Pour parachever ce rempart financier destiné à protéger l’euro des spéculateurs, le Fonds monétaire international (FMI), la Banque centrale européenne (BCE) et le G7 ont également décidé d’agir. Le FMI interviendra au bénéfice des pays menacés de la zone euro à hauteur de 220 milliards d’euros, soit 50% du montant total des garanties apportées par l’UE à travers son fonds de stabilisation.
La BCE mènera «des interventions sur le marché obligataire privé et public de la zone euro» et a réactivé des mécanismes d’échanges de devises avec les banques centrales des Etats-Unis, du Canada, d’Angleterre et de Suisse pour permettre à la zone euro de se procurer plus facilement des dollars. Autant d’initiatives saluées par le G7 dans un communiqué.
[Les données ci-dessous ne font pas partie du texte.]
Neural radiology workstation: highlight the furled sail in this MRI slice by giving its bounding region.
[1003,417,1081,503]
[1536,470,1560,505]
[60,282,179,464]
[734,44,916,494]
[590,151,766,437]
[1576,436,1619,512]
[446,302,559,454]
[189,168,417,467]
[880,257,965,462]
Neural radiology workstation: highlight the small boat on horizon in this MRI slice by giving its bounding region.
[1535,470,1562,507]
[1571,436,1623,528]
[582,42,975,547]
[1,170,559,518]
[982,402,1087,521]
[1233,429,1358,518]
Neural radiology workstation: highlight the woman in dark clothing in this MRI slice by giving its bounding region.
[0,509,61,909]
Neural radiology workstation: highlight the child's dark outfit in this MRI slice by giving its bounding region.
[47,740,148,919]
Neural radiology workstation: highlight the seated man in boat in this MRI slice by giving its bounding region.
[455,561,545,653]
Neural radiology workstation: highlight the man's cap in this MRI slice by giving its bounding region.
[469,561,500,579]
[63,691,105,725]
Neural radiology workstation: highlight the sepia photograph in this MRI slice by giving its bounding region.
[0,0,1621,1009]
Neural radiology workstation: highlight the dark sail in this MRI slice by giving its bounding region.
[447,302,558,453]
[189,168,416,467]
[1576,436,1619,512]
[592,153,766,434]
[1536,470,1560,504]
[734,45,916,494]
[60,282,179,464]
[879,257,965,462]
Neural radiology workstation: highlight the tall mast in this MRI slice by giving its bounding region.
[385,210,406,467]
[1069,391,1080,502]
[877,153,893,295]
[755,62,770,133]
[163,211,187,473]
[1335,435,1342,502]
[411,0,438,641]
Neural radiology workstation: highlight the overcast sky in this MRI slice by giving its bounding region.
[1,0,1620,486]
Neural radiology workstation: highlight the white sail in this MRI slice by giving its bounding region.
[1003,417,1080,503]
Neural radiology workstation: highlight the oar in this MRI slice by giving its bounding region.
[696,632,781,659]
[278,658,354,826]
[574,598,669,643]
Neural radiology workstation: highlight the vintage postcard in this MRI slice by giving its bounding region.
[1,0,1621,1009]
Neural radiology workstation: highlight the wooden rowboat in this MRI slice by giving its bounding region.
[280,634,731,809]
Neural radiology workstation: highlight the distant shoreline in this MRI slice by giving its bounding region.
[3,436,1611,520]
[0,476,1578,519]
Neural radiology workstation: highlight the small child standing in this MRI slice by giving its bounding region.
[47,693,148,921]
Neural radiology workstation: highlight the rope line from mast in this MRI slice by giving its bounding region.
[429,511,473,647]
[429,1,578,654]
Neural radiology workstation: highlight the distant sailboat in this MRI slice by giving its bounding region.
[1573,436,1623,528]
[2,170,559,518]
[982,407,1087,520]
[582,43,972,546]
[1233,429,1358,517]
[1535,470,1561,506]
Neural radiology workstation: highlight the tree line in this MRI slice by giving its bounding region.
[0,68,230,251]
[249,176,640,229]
L’ultime partie du dispositif, annoncé juste après l’ouverture de la Bourse de Tokyo, est le resserrement des conditionnalités et l’engagement des pays les plus vulnérables à faire davantage d’efforts. Toute une partie de la soirée, les Vingt-Sept ont discuté du cas de l’Espagne et du Portugal, priés d’annoncer très vite de nouveaux sacrifices pour réduire leurs déficits en 2010 et 2011, de l’ordre de 1 à 2%. Cela devrait être fait lors du prochain conseil Ecofin du 18 mai à Bruxelles. Auparavant, la Commission européenne annoncera le 12 mai une nouvelle série de propositions pour encadrer davantage les transactions financières et «moraliser» les agences de notation, accusées de manipuler leurs «ratings» et d’affoler les marchés.